Ceremonia wręczenia Oscarów była dla Hunter przełomowa nie tylko ze względów zawodowych. W tym samym czasie statuetkę odbierał także Janusz Kamiński, operator "Listy Schindlera". Mijali się już na innych filmowych przyjęciach, tym razem jednak nareszcie zostali sobie przedstawieni. "Cześć Holly, to jest Janusz, mój operator, szaleje na twoim punkcie" - zażartował ponoć Steven Spielberg - i nie pomylił się. W plotkarskich rubrykach amerykańskiej prasy pisano, że zakochiwali się w sobie w bajkowym otoczeniu, pośród towarzyszących Oscarom gal i przyjęć Hollywoodu. Rok później byli już małżeństwem, ale fascynacja okazała się ulotna. Holly do dziś pamięta parę słów po polsku: "Tak, nie, dziękuję... Na zdrowie!", i choć powtarza, że "zakochała się w Polsce", miłość do Kamińskiego nie przetrwała.
Jak zwykle lakonicznie powiedziała kiedyś, że "nie była w tym związku do końca szczęśliwa". Plotki nie były tak powściągliwe - Hunter miała podobno zdradzić Kamińskiego, on zaś wyrzucić ją z domu w Beverly Hills.
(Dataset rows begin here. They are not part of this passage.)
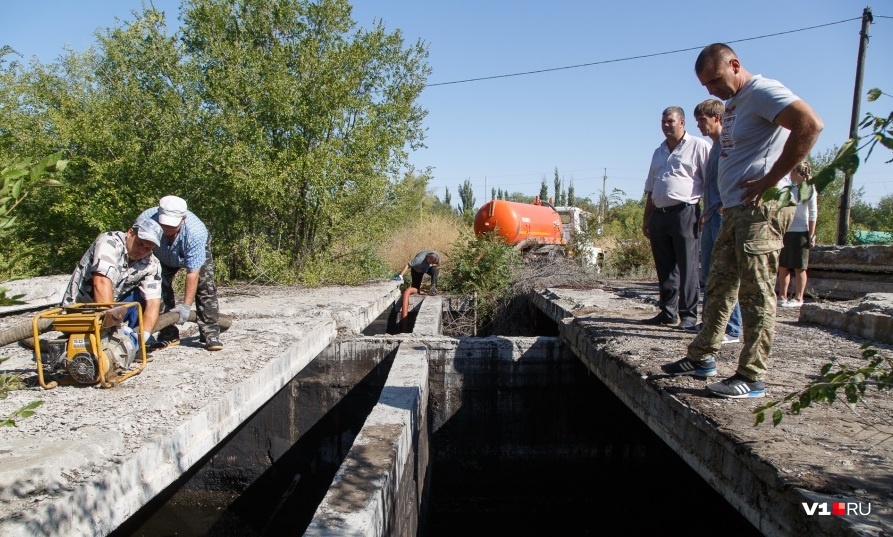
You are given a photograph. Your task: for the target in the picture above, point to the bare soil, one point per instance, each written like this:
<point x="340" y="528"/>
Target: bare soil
<point x="832" y="449"/>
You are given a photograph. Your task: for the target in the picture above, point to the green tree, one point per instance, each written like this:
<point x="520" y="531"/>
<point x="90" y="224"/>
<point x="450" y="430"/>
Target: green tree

Para w 2001 roku wzięła rozwód, a Hunter od razu związała się z aktorem teatralnym Gordonem MacDonaldem, którego poznała podczas pracy nad jedną ze sztuk.
W 2006 roku zaskoczyła cały świat, gdy jako 47-latka urodziła mu bliźniaki, chłopców Claude’a i Pressa. "Zawsze byłam przyzwyczajona do pewnego rodzaju walki i niewygody i to świetnie przygotowało mnie do dojrzałego wieku" - ucina wszelkie pytania o odważną decyzję.
Przyznaje, że po 45 roku życia ciekawe propozycje zawodowe zaczęły pojawiać się dużo rzadziej. Poświęciła się więc życiu rodzinnemu i mniejszym rolom. Wyprzedzając obecne telewizyjne trendy przyjęła także świetnie ocenianą główną rolę w serialu "Ocalić Grace", gdzie brawurowo zagrała tytułową detektyw, po godzinach nie stroniącą od kieliszka, papierosów i jednonocnych znajomości.
Ostatnio powróciła w wielkim stylu. W kasowym przeboju "Batman v Superman" wcieliła się w twardą senator Finch, niedawno mogliśmy podziwiać ją jako ekranową matkę Natalie Portman w melancholijnym "Song to Song" Terence’a Malicka, a na nasze ekrany weszło właśnie "I tak cię kocham", gdzie Hunter, choć pojawia się na ekranie tylko na parę chwil, kradnie każdą ze scen. Jak zwykle.